Towards the end of the expansionist years in Enterprise, when prosperity seemed assured, a special election was held in March 1919, passing a ballot measure establishing that the city would be responsible for paving the public areas, such as street corners, but property owners would be assessed to pay for the paving of the separate streets. A Chieftain reporter stated, "The paving already in sight will cost probably $125,000 making this the largest public work ever undertaken in the county."

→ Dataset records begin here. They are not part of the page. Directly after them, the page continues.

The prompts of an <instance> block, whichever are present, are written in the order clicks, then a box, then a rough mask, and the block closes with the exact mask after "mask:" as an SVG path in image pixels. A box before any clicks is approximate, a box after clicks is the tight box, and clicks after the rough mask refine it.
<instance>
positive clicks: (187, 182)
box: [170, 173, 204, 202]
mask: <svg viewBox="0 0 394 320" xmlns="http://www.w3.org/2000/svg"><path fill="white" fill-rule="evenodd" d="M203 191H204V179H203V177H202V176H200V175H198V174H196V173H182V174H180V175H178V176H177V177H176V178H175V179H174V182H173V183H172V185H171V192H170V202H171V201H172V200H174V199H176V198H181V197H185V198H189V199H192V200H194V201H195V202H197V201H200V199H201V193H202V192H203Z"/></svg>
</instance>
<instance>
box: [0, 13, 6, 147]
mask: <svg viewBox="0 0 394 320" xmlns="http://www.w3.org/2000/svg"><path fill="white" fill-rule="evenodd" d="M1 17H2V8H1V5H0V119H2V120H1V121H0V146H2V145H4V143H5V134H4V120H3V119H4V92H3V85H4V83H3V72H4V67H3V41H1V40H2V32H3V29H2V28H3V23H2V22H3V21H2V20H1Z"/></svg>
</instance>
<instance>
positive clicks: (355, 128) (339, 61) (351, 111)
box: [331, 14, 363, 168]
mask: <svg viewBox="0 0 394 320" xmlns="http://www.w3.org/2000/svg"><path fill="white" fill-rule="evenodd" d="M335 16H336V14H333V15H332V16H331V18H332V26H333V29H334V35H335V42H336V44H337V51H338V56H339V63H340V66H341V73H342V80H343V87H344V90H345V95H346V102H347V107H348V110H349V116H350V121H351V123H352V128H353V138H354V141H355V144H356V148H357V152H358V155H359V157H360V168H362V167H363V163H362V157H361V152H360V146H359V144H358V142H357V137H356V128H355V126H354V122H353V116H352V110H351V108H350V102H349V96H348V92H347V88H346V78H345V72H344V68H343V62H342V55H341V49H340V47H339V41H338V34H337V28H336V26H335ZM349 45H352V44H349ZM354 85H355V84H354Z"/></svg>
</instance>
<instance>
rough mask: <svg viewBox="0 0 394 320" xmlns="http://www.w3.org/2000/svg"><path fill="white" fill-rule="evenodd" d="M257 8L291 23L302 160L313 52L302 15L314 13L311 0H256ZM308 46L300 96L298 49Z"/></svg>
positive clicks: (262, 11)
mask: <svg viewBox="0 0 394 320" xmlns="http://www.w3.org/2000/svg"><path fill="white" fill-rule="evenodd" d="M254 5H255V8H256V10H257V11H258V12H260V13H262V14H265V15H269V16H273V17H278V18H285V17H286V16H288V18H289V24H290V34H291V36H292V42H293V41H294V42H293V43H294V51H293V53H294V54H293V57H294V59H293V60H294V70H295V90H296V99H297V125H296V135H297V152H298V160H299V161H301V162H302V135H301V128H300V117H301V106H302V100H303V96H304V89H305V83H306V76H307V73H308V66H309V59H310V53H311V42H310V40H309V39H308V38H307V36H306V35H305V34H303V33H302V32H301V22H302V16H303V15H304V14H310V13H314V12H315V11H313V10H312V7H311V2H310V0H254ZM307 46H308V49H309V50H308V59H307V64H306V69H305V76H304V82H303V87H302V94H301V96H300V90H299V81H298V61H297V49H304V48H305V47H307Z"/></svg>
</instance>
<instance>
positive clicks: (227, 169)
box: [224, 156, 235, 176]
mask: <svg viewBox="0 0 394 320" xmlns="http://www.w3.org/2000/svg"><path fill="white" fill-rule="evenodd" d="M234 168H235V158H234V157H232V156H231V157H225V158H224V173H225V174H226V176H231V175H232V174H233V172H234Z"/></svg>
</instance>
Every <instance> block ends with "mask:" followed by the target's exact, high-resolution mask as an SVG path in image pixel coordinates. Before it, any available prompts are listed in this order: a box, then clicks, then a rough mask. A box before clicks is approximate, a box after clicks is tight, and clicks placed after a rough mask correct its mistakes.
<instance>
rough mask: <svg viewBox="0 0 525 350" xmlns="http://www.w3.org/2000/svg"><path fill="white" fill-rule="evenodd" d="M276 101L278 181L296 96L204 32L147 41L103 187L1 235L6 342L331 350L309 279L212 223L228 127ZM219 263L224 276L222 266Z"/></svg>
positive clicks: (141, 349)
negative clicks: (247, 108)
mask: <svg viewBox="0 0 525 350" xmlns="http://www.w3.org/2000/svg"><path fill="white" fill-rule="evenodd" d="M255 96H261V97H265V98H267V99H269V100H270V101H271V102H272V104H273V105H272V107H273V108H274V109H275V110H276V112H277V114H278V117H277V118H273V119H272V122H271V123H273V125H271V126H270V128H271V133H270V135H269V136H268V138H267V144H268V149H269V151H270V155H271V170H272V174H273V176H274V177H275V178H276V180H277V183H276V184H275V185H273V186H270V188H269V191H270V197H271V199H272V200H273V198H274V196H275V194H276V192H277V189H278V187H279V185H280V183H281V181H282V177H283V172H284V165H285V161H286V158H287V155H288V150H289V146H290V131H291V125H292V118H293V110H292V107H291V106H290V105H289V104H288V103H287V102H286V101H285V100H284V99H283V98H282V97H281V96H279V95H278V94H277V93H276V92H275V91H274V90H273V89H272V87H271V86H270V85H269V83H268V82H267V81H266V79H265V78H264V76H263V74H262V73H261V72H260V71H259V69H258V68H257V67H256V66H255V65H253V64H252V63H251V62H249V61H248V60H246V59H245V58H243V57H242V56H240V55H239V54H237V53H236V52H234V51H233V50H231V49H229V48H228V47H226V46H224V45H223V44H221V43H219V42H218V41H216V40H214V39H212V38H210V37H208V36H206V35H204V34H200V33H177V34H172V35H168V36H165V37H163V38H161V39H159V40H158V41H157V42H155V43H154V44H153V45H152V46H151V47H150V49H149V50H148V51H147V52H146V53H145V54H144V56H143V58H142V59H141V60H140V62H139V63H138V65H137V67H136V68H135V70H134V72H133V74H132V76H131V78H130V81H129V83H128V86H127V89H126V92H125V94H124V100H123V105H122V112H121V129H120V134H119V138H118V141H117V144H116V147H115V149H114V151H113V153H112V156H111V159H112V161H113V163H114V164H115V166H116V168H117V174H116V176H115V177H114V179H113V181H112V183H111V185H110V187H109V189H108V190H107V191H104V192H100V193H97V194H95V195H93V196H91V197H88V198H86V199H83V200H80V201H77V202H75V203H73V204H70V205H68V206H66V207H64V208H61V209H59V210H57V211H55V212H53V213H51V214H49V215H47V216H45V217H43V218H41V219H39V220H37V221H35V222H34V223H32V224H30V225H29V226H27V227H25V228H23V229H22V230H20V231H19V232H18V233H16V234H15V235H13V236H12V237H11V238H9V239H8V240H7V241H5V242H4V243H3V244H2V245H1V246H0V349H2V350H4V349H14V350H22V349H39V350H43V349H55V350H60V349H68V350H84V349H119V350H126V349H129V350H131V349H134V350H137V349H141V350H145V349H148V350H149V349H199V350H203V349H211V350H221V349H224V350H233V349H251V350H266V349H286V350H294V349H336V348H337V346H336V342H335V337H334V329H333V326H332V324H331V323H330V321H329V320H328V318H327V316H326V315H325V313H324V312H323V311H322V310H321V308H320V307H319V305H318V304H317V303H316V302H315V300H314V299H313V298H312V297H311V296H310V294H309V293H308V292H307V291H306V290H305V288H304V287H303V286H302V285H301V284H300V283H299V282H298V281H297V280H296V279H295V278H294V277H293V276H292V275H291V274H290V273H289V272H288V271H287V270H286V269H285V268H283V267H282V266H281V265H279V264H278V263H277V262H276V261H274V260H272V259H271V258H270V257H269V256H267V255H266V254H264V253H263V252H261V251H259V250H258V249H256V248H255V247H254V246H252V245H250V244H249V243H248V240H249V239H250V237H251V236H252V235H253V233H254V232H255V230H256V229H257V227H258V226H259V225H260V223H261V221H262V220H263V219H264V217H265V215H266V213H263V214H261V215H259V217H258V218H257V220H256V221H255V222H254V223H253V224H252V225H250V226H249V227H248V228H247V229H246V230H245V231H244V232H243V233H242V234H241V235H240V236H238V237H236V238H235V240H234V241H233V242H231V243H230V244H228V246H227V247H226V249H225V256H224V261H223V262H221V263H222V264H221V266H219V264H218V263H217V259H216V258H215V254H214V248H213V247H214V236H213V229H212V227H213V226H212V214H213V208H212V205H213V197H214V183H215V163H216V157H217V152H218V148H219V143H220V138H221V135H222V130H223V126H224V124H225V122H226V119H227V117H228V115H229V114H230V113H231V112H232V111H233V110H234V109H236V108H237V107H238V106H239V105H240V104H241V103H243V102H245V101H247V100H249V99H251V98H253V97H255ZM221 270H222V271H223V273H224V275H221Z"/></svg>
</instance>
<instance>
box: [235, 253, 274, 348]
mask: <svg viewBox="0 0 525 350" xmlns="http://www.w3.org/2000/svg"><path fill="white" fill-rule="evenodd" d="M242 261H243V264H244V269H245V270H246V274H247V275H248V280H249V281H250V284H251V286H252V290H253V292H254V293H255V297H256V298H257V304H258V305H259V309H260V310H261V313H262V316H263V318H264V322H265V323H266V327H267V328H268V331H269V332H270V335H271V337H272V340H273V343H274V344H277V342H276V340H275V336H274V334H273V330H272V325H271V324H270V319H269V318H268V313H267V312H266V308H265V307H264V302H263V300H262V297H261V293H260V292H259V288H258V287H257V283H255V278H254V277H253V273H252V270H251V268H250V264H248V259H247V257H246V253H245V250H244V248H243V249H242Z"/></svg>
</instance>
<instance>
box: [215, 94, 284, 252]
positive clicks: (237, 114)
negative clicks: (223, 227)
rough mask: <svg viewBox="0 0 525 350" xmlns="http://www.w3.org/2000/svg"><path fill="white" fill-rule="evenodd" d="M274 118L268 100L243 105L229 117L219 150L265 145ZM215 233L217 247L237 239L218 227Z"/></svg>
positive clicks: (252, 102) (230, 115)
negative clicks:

By the beginning of the Great Depression, Enterprise had lost almost all of the gains in population acquired during the first two decades of the century; the population in 1930 was 1379. This sudden deflation of hopes for a thriving city seemed to prove the death knell of the enterprising spirit that had so characterized the town in its early days. For instance, the physical appearance of the entire downtown business district remains essentially the same today as it was in 1917, the population that reached its nadir in 1930 had only slightly rebounded in the past fifty-odd years, and no new industry has ever replaced the important mill. Today, trade and government are the economic mainstays of the town.

  1. Wendy Hansen, Wendy Hansen Design, Wallowa County Courthouse, Enterprise, OR, nomination document, 1999, National Park Service, National Register of Historic Places, Washington, D.C.